The translations were one problem. The barbarian polishmeister who preceded me obviously hadn't changed them a whit. A typical four panel affair would go something like this:
Teacher to class: Do not dare to disobey my noble commands at severe risk for I am your revered teacher-master! Have your possessions included assigned tasks that were assigned to you?
Impish tyke: Fellow student Ji Li has promptly not completed onerous assigned task duties assigned previously to him!
Teacher: This is not suitable hearing for my ears! Ji Li, please to explain to myself, revered teacher-master, why previously assinged tasks assigned to yourself previously are not present on your person!
Ji Li: My ears are blocked like the mighty waters of the glorious Three Gorges Project for I have been laboring mightily in preparation of studies for the soon to upcoming difficult Level II Examinations! (Teacher seen flying out of panel in disbelief with only his feet visible and three "woosh" lines depicting his shocked exit.)

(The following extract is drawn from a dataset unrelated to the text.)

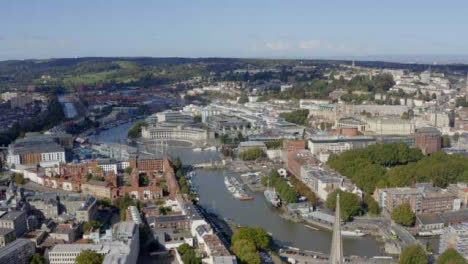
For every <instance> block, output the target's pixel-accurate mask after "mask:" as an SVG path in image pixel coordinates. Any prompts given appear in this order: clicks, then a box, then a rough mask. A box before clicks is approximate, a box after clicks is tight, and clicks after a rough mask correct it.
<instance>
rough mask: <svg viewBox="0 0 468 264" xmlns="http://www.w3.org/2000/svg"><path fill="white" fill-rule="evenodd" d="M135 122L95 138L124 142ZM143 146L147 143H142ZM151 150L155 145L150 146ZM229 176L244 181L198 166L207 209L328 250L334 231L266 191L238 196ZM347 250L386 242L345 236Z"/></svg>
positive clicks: (348, 253)
mask: <svg viewBox="0 0 468 264" xmlns="http://www.w3.org/2000/svg"><path fill="white" fill-rule="evenodd" d="M131 125H132V123H125V124H122V125H120V126H117V127H114V128H111V129H109V130H106V131H103V132H101V133H100V134H99V135H97V136H92V137H91V138H90V140H91V141H92V142H118V141H119V140H120V141H121V142H122V141H123V140H125V138H126V134H127V131H128V129H129V128H130V127H131ZM139 147H141V148H143V147H144V146H139ZM148 150H151V149H148ZM164 153H165V154H168V155H170V156H172V157H180V158H181V160H182V162H183V164H185V165H191V164H200V163H211V162H214V161H218V160H219V152H218V151H194V150H193V149H192V148H181V147H177V148H171V147H170V146H169V147H168V148H167V149H166V150H165V152H164ZM225 177H235V178H236V179H238V180H239V181H240V179H241V173H238V172H234V171H232V170H230V169H227V168H221V169H214V170H213V169H198V168H195V169H194V175H193V176H192V178H191V182H192V185H193V188H194V189H195V190H196V192H197V194H198V199H199V205H200V206H202V207H203V208H205V209H206V210H207V211H209V212H211V213H213V214H215V215H217V216H218V217H219V218H220V219H229V220H230V221H232V222H234V223H236V224H237V225H241V226H261V227H263V228H264V229H265V230H267V232H270V233H272V234H273V238H274V239H275V241H277V243H280V244H281V245H282V246H284V247H294V248H300V249H301V250H308V251H313V252H322V253H324V254H328V253H329V250H330V244H331V232H330V231H329V230H326V229H322V228H318V227H314V228H311V227H310V226H311V225H309V224H307V225H306V224H304V223H301V222H298V223H296V222H293V221H290V220H288V219H285V218H283V217H282V216H281V210H280V209H278V208H275V207H274V206H272V205H271V204H270V203H269V202H268V201H267V200H266V199H265V197H264V193H263V192H262V191H260V192H255V193H252V194H251V195H252V196H253V200H249V201H241V200H238V199H236V198H235V197H234V196H233V195H232V194H231V193H230V192H229V191H228V189H227V188H226V186H225V183H224V178H225ZM343 248H344V254H345V255H347V256H351V255H356V256H362V257H373V256H379V255H382V254H383V249H382V248H383V244H382V243H380V242H377V241H376V240H375V238H374V237H372V236H363V237H348V236H344V237H343Z"/></svg>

You get the idea. But since I've assumed comics duty it's been a mixed affair. I've successfully replaced phrases like "Explosive sound" and "Very stupid rascal bandit" with "Kaboom" and "moron" and "pushed my foot down with hard force" with "stomped." I had to argue for all three because M., the comics lady, couldn't find "kaboom", "moron" or "stomped" in her Chinese-English dictionary but wanted to keep another word "bullshit" in because it was in her dictionary.
Anyway, it all came to a head today regarding a four panel comic with a single repeated phrase.
The set-up was a car with a sign reading "Do not kiss me" on the rear. Two men walk in front of it. The car almost hits one. In the last panel he's had a "Do not kiss me" sign taped to his back by the other fellow.
Hilarious, huh? I didn't get it either.
So I sucked it up and went to "M". She's a impeccable human being with absolutely no sense of humor. She explained that "Do not kiss me" is a common sign on cars driven by student and new drivers in China. It's a cute metaphor for "Don't hit me."
I told her most westerners wouldn't understand that and suggested "Caution: Student Driver" instead.
"That is too far from the original meaning," she said primly. "I will put an explanation for the metaphor."
"If you have to explain it, it isn't funny!" I replied, my blood pressure rising.
"Yours is not funny," she retorted. "He is not a student driver and he is walking."
"That's exactly why it is funny!" I said with clenched teeth, while looking around in vain for a U.N. peacekeeper. "I know humor. It is FUNNY!"
Then I did something very mature. I stomped away muttering "moron" under my breath.
She consulted foreign barbarian coworker Jeff, who also told her it wasn't funny.
"I told her to just run another one," he said. "Told her no foreigner would understand hers and that yours is funnier.
I just got the new one.
First man: What will you do with your winnings if you win the lottery?
Second man: I will spend my winnings that I win to build a grand football training center.
First man: Yesterday you declared that you would build a welfare center!
Second man: It was yesterday that I have purchased a welfare lotteries. It is today that I have purchased a football lotteries!
(Foreign comics polisher seen flying out of panel in disbelief with only his feet visible and three "woosh" lines depicting his shocked exit.)